Rick Reuben wrote:Josef K wrote:Ok, but the DEA is hardly going to target artists who smoke a little pot are they? Don't you think that their operations have some value especially in curtailing the activities of the criminal drug organisations?
No. The DEA protects the exclusive license to traffic drugs into the US and partner nations that was granted to the CIA's designates, in order for the Agency to fund their operations off-budget. Secondarily, the DEA helps make sure that all income from drug smuggling is funneled through the proper banks, which reap huge profits from blending the lucrative drug economy into the 'clean' pool of capital. The DEA chases renegades, not those who play by the rules.
It's actually a whole lot more complicated than that. Some top drug trafficking organizations are given immunity, and often aided and abetted by the CIA.
The CIA is different from other government agencies in that CIA is an espionage organization. To protect the secrecy of its actions and resources, it does not report details of its budget to Congress. In the pursuit of critical sensitive information, many of its operations include "extralegal" activities. This means that they look for ways to get the information, regardless of the law. They're always developing clever ways to get
around the law, or to break it outright without getting caught.
Spy agencies are concerned primarily with the collection and dissemination of privileged political information, and powerful international crime organizations always have high-level political connections, so the CIA often makes contacts with organized crime. Many dissident political groups of interest to the US use criminal trades to fund their operations, because large sums of untraceable cash can be procured through the international drug trade. Since these organizations are already operating outside the law by taking up arms against their country's government, so dealing shit on the side is no big deal to them.

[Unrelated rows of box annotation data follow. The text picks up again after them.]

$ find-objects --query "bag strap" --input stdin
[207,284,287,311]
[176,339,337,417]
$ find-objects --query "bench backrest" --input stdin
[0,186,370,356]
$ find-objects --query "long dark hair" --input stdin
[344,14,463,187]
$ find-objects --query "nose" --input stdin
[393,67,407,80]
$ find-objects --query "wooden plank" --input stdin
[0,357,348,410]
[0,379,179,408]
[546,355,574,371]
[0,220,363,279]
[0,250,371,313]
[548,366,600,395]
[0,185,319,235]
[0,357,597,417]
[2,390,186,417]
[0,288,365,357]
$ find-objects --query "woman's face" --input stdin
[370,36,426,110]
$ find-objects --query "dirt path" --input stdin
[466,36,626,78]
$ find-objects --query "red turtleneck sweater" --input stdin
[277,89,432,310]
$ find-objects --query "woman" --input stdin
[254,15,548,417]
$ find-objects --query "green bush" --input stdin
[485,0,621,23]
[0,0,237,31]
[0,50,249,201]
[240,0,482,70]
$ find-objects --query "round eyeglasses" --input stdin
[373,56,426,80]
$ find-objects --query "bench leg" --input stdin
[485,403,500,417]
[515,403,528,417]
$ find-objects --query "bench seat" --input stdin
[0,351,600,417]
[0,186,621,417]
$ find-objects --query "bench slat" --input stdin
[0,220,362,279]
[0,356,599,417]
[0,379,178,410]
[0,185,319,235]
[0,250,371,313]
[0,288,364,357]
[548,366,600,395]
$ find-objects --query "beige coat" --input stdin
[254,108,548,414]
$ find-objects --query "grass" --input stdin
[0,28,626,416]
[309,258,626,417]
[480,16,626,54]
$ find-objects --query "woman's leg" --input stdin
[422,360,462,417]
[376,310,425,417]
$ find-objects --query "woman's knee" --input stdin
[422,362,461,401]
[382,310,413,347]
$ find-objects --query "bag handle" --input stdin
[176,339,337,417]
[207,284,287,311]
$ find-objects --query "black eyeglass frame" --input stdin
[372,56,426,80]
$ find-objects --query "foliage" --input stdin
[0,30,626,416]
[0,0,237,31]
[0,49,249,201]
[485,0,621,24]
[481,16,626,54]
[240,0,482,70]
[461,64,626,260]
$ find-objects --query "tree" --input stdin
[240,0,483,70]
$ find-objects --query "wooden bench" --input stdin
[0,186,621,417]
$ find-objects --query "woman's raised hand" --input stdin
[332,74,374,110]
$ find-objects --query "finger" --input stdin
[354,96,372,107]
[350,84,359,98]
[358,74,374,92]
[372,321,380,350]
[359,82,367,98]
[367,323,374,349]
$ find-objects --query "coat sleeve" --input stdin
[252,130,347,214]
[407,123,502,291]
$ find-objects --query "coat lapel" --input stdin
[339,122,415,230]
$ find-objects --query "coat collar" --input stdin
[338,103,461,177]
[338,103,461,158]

These connections between crime and espionage are pretty universal. Spy agencies all over the world cultivate relationships with criminals or whomever can provide them with the information they seek. In return, they offer connections, funding, weapons, even some degree of legal immunity. In many historical cases, the CIA and NSA have worked closely in support of small anti-communist political organizations in Southeast Asia, Afghanistan and in Central and South America. These are organizations which obtained much of their funding through the large-scale production and trafficking of illicit drugs. The US government places such a high priority on these "national security" operations, that the resulting flow of dangerous illicit drugs into the USA presents a serious conflict of interests between the actions of CIA and DEA. For example, I once read that in the 1970s, there was a small village in the Chiang Mai province of Thailand which was home to several poppy farms and illicit morphine factories that were responsible for up to 20% of all the street heroin on the East Coast of the US. In this small town, the US DEA had a ramshackle office with a 3 or 4 agents, a few desks and a fax machine, but the CIA and NSA had hundreds of operatives in the fields outside the town, arming and training the drug dealers and
using American CIA helicopters to airlift the opium poppies from the fields into town where it was processed into morphine.

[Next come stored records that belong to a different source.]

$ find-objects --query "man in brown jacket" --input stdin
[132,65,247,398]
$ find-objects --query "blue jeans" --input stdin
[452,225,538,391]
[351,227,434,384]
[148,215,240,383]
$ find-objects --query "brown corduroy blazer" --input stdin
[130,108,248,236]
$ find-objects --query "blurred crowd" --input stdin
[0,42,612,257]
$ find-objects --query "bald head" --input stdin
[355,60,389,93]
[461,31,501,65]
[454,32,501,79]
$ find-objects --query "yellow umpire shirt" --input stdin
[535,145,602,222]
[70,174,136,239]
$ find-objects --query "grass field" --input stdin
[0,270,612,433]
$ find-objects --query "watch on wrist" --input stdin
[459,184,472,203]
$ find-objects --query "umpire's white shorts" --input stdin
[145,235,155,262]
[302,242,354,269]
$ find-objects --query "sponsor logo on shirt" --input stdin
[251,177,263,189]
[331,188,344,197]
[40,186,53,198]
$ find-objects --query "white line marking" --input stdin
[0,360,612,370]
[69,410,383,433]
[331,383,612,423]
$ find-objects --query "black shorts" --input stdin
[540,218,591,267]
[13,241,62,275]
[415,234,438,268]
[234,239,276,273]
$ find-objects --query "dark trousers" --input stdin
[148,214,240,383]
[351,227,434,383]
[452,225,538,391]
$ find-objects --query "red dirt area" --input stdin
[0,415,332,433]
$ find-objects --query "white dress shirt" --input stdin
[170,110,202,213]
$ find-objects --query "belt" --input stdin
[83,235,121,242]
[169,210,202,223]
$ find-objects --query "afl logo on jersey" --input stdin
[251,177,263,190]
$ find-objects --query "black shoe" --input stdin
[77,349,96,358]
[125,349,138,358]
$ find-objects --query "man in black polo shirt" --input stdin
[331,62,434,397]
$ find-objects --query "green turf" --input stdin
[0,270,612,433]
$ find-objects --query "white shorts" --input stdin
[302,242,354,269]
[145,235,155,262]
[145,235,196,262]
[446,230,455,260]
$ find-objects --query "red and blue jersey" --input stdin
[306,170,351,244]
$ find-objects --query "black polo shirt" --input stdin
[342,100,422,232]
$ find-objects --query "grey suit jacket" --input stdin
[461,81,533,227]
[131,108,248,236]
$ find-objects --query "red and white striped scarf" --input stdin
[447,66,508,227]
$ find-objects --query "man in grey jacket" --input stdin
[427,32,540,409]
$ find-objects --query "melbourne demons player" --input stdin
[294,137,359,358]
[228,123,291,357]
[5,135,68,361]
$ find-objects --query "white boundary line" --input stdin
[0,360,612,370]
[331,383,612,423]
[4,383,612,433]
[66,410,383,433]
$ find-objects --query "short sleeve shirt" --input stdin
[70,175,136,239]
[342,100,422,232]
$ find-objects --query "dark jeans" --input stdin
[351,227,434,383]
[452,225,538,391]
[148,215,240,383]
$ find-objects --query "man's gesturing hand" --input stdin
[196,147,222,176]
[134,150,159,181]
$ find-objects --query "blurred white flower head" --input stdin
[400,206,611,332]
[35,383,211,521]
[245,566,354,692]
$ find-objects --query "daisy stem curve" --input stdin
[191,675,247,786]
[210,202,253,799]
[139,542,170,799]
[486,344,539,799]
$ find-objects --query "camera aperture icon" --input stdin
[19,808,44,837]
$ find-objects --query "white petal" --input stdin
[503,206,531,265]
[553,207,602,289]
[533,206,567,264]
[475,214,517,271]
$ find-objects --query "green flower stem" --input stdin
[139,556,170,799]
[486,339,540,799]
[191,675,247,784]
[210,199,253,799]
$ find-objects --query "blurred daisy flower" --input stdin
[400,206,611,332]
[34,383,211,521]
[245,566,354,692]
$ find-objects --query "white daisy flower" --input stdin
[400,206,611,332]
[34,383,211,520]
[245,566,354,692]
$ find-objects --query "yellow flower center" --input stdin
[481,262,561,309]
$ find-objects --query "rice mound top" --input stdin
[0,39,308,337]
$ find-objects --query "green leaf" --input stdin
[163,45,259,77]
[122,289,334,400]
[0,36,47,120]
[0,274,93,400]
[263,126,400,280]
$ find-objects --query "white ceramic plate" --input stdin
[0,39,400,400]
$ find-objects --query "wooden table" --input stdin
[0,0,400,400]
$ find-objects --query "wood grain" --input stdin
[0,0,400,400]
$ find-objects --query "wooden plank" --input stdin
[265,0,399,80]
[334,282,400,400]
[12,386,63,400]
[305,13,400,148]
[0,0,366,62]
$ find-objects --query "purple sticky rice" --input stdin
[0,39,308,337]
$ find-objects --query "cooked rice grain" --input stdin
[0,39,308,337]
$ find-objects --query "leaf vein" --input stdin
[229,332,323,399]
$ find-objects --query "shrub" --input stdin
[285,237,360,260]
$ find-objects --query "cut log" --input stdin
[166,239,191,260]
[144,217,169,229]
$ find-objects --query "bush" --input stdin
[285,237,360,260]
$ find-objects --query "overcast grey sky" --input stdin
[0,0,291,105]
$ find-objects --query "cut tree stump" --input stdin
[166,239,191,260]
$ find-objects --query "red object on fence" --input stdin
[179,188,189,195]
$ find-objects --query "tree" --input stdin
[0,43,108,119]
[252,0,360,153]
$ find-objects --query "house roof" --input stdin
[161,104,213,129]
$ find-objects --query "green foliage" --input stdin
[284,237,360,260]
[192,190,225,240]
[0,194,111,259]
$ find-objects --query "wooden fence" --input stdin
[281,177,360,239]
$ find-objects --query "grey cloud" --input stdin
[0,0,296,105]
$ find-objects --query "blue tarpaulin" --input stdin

Now contrast that with the procedures of investigative agencies like the FBI, the DEA, the ATF, etc. Those guys are cops, "door kickers", Law-and-Order types. They follow very strict laws when performing their investigations, then they sweep in with extreme force to make the arrest without harming anybody. They meticulously document all their evidence just like cops do, and then they turn the information over to the Federal prosecutors to make the case.
Two very different animals, the cops and the spooks. That's why there is such a long history of poor communication, interference and animosity among those agencies.
If you're interested in a fascinating book about the history and operation of US intelligence agencies, check out :
Silent Warfare: Understanding the World of Intelligence
and these two excellent books by James Bamford:
The Puzzle Palace: Inside the National Security Agency, America's Most Secret Intelligence Organization
Body of Secrets: Anatomy of the Ultra-Secret National Security Agency.
If you want a good read about the conflict of interests between the DEA and the CIA, check out:
The Politics of Heroin: CIA Complicity in the Global Drug Trade by Alfred W. McCoy.